In the April 2023 issue of Car and Driver, Senior Editor Ezra Dyer reflects on his past interview with Spyker CEO Victor Muller, who famously replied to Dyer’s question about why he started a car company with the quip, “Why does a dog lick [itself]? Because it can.” Dyer muses that starting a car company requires a certain level of ultraconfidence and perhaps even a touch of mania. However, he admits that he was proven wrong when he met Mate Rimac, the 35-year-old founder of Rimac Automobili and Bugatti Rimac. Despite owning a Bugatti and setting a new EV production-car record with the Rimac Nevera, Rimac is not an ego-driven maniac. In fact, he is a vegetarian who is deeply concerned about sustainability and is striving to make his operations as eco-friendly as possible.
Rimac began his career by motor-swapping a BMW E36 to create an electric vehicle that could burn rubber. He thought that his main enterprise would be building cars with some technical consulting on the side. However, it turned out to be the opposite.
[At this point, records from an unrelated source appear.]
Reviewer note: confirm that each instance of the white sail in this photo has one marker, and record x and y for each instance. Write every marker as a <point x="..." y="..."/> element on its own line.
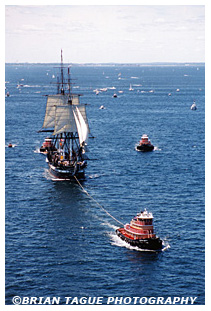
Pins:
<point x="52" y="102"/>
<point x="84" y="128"/>
<point x="80" y="136"/>
<point x="64" y="120"/>
<point x="82" y="109"/>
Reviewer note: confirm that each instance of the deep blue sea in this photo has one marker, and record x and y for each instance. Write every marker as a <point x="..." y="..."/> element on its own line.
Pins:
<point x="59" y="242"/>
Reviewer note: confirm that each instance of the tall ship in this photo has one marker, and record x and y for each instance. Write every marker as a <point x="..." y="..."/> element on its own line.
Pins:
<point x="140" y="232"/>
<point x="66" y="120"/>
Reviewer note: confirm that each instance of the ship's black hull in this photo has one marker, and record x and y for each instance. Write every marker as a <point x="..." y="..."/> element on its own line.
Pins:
<point x="145" y="147"/>
<point x="146" y="244"/>
<point x="65" y="174"/>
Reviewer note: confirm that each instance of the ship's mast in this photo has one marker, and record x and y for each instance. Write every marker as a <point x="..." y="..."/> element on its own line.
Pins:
<point x="62" y="74"/>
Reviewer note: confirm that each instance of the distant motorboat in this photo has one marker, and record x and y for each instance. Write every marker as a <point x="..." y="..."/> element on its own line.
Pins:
<point x="130" y="88"/>
<point x="193" y="107"/>
<point x="145" y="144"/>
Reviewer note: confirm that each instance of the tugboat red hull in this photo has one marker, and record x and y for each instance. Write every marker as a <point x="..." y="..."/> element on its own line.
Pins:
<point x="146" y="244"/>
<point x="145" y="147"/>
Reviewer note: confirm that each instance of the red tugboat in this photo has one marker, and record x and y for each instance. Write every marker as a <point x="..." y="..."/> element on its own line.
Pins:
<point x="140" y="232"/>
<point x="145" y="144"/>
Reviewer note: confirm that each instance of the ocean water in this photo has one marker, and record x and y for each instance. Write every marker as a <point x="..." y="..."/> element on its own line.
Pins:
<point x="59" y="242"/>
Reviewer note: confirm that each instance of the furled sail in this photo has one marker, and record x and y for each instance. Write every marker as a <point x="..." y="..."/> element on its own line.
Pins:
<point x="64" y="120"/>
<point x="59" y="114"/>
<point x="84" y="129"/>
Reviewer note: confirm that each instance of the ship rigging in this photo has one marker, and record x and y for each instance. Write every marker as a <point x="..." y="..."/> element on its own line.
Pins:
<point x="66" y="119"/>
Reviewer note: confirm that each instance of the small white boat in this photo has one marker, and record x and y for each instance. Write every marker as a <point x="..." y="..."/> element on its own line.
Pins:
<point x="131" y="89"/>
<point x="193" y="107"/>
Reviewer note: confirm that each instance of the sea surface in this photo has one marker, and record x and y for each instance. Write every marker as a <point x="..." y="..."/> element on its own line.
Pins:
<point x="60" y="242"/>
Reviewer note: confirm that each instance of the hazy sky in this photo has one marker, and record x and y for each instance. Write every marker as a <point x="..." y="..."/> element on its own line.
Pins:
<point x="120" y="33"/>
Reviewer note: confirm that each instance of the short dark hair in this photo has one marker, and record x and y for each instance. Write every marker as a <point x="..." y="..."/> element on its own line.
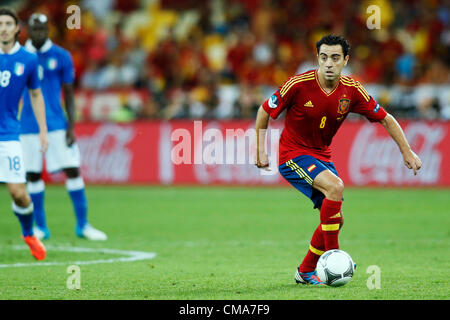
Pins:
<point x="333" y="40"/>
<point x="4" y="11"/>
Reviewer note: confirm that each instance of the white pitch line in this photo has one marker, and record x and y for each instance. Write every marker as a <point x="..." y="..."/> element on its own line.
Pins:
<point x="129" y="256"/>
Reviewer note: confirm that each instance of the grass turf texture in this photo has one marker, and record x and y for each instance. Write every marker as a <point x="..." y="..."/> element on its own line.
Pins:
<point x="233" y="243"/>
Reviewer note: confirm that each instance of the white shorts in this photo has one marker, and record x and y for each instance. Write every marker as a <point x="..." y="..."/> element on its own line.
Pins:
<point x="12" y="169"/>
<point x="58" y="156"/>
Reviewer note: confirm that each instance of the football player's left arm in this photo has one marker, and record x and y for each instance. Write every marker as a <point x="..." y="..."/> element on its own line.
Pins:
<point x="38" y="105"/>
<point x="412" y="161"/>
<point x="69" y="102"/>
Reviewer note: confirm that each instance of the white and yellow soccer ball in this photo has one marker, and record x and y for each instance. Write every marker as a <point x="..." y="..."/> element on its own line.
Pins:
<point x="335" y="268"/>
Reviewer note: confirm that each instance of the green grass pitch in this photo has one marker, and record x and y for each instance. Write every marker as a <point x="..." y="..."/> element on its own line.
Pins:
<point x="231" y="243"/>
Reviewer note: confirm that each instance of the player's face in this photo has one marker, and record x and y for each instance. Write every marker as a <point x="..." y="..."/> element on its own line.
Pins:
<point x="331" y="61"/>
<point x="38" y="32"/>
<point x="8" y="29"/>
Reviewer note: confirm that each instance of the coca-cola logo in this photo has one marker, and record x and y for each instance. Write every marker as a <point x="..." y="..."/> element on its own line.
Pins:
<point x="377" y="159"/>
<point x="105" y="156"/>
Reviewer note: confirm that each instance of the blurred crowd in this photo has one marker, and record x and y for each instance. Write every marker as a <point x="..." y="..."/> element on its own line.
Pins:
<point x="220" y="59"/>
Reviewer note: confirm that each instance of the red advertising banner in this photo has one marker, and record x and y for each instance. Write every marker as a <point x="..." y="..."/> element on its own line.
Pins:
<point x="222" y="152"/>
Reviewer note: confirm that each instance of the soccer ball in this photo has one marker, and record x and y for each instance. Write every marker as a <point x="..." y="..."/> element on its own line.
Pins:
<point x="335" y="268"/>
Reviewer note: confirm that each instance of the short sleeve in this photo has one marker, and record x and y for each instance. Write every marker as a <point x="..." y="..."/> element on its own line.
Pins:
<point x="365" y="105"/>
<point x="281" y="99"/>
<point x="33" y="76"/>
<point x="68" y="70"/>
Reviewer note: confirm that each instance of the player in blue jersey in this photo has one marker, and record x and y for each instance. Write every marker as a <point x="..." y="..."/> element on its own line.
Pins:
<point x="56" y="73"/>
<point x="18" y="70"/>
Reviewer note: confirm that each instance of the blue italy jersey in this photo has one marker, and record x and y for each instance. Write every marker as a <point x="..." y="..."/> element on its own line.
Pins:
<point x="55" y="68"/>
<point x="18" y="71"/>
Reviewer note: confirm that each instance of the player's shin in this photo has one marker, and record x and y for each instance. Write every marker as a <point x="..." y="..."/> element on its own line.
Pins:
<point x="316" y="249"/>
<point x="25" y="216"/>
<point x="75" y="187"/>
<point x="330" y="219"/>
<point x="36" y="190"/>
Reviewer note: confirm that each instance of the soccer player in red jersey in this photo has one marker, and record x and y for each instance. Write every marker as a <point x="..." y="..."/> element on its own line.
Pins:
<point x="317" y="103"/>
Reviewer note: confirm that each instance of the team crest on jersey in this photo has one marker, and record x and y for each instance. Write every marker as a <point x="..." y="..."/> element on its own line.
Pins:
<point x="344" y="105"/>
<point x="52" y="63"/>
<point x="273" y="102"/>
<point x="19" y="69"/>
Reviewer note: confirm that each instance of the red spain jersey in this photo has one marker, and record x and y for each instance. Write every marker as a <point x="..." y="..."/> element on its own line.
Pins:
<point x="314" y="116"/>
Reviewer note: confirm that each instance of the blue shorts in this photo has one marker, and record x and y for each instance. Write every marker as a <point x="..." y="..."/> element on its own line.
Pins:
<point x="301" y="172"/>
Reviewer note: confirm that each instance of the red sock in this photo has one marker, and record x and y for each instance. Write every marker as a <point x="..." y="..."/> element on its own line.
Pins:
<point x="330" y="218"/>
<point x="316" y="249"/>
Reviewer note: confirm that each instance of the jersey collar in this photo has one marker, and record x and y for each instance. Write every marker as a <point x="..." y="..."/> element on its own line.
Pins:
<point x="45" y="47"/>
<point x="13" y="49"/>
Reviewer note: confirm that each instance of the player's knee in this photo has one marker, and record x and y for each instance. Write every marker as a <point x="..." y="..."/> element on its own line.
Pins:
<point x="33" y="176"/>
<point x="336" y="189"/>
<point x="20" y="196"/>
<point x="72" y="173"/>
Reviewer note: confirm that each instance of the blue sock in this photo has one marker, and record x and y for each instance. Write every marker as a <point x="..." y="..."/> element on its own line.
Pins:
<point x="75" y="187"/>
<point x="25" y="216"/>
<point x="37" y="194"/>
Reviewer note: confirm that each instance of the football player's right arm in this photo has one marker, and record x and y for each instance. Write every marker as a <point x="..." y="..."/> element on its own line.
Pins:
<point x="262" y="122"/>
<point x="37" y="103"/>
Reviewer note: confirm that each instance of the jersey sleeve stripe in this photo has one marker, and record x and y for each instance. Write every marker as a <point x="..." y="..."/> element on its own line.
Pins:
<point x="285" y="90"/>
<point x="296" y="78"/>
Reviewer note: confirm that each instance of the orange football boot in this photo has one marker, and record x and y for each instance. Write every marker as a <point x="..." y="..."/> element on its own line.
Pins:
<point x="36" y="247"/>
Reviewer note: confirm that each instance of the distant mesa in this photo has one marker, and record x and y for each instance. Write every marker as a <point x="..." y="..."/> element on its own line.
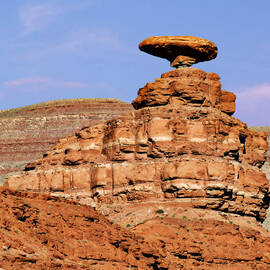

Rimac is now working behind the scenes for OEMs and building the Rimac Nevera, which boasts 603 horsepower, 664 pound-feet of torque, and weighs only 106 pounds. When Volkswagen’s head of strategy proposed that Rimac take over Bugatti about three years ago, Rimac didn’t respond for three weeks because he thought he misheard or there was a glitch in the matrix. However, it turned out to be true, and now Rimac is working on the first car from Bugatti Rimac, which will be a hybrid, not an EV.
Rimac’s idealist leanings coexist with cold realism. He knows that he alone can’t change the trajectory of humanity, and there are contradictions inherent in owning a Porsche Carrera GT and producing gas-powered Bugattis while worrying about consumerism’s impact on the planet. However, Rimac believes that real change would be to own two pairs of pants, but he doesn’t think we’re going back to that. Instead, he plans to keep building cool cars while also exploring ideas for energy storage, robotaxis, and expanding his new campus into an even bigger one.
Rimac’s new factory campus in Sveta Nedelja, Croatia, is designed to be sustainable and employee-friendly. The campus recycles rainwater and plans to grow some food to help feed the company’s 1900 employees. There’s no fence around the property so that neighborhood kids can look in the windows and see cars being built. Fields and forests surround the factory, equipped with power outlets and Wi-Fi in case employees want to work outside. The perimeter road includes racetrack corner curbing. Rimac says that decisions were informed by the question, “How can a person here have the best day ever?”
In conclusion, Rimac is not an ultraconfident maniac like many car company founders. He is a rational idealist who is concerned about sustainability and making his operations as eco-friendly as possible. He plans to keep building cool cars while also exploring ideas for energy storage, robotaxis, and expanding his new campus into an even bigger one. Rimac’s new factory campus in Sveta Nedelja, Croatia, is designed to be sustainable and employee-friendly, with no fence around the property so that neighborhood kids can look in the windows and see cars being built.